Okumak mı Anlamak mı?
Şiirleri ilk kez okuduğumda formdan daha çok içeriği takıldı kafama. "Ne çok ölüm var içinde" dedim kendi kendime. Ölüm tüm anlatıların başrolüydü sanki... Ama okumaya devam ettikçe "ölüm" imgesinin aslında yaşamayı ve yaşatmayı arzulayan bir ruhun çığlığı olduğunu anladım. Yaşamın verdiği en büyük ders ölümdür derler. Şiirlerin sanki "Ders alın!" dercesine gerçekleri yüzümüze vurduğunu gördüm. Yaşamanın hakkıyla layıkıyla insanca yaşamanın avucunda kor ateş taşımak kadar zor olduğu bir coğrafya ve kültürde ölümün kendisini esir alamayacağını haykıran bir hassas ruh duydum. İlk kez ölümle acılarla travmalarla yaşamayı ve yaşamın adı olan aşkı bu denli canlı anlatan vefalı bir ses duydum. Aleni olmayan ortaya dökülmeyen iki kişi arasında vefalı bir içses... Okudukça şiirlerdeki her ölümün yaşanan her bir acının aslında bir yaşama ve yaşatma çığlığı olduğunu göreceksiniz.
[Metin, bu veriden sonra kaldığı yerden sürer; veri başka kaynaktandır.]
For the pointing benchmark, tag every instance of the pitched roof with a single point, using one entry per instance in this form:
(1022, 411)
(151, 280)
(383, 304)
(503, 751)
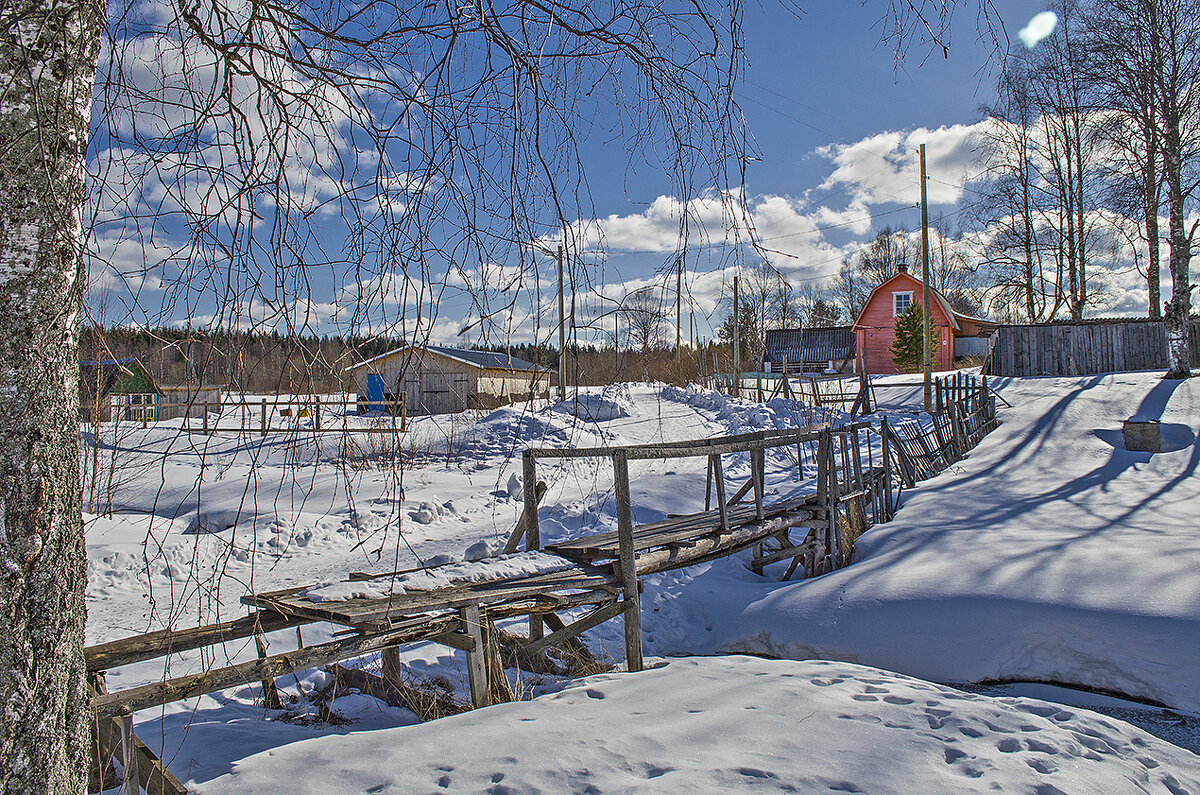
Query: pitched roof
(951, 314)
(481, 359)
Okudukça bir bireyin dünyaya meydan okumasını göreceksiniz. Şair en gür sesiyle tüm kötülüklere cehalete önyargılara adaletsizliklere yanlış geleneklere ihanetlere vefasızlıklara sevgisizliklere "Artık yeter!" diyor en sağır kulaklara... Okuyun ve yaşamın değerini en büyük öğretmen olan Ölüm'den bir kez daha dinleyin. Kavuşmayı ayrılıklardan sevinci acılardan ihaneti vefadan dinleyin. Okuyun ve acıların kederlerin bir insanı nasıl insan yaptığını görün...
Ben özgür soneler diyorum bu anlatılara. Sone tadında ama kural yok kısıt yok kelepçeler yok... Duymak isteyene melodi de var tını da var ahenk de. Ama önce akıl önce kalp önce ruh... Okuyun zorlama kafiyelere seslere melodilere takılmadan hissederek okuyun. Çünkü bu anlatılar salt kulağa değil daha çok akla kalbe ve ruha hitap ediyor. Yoksa ne farkı kalır iyi bir şiirin eğlenceli bir şarkıdan? Ne diyelim; mademki mukadder son ölüm öyleyse: "Ölecekse aşktan ölsün insan."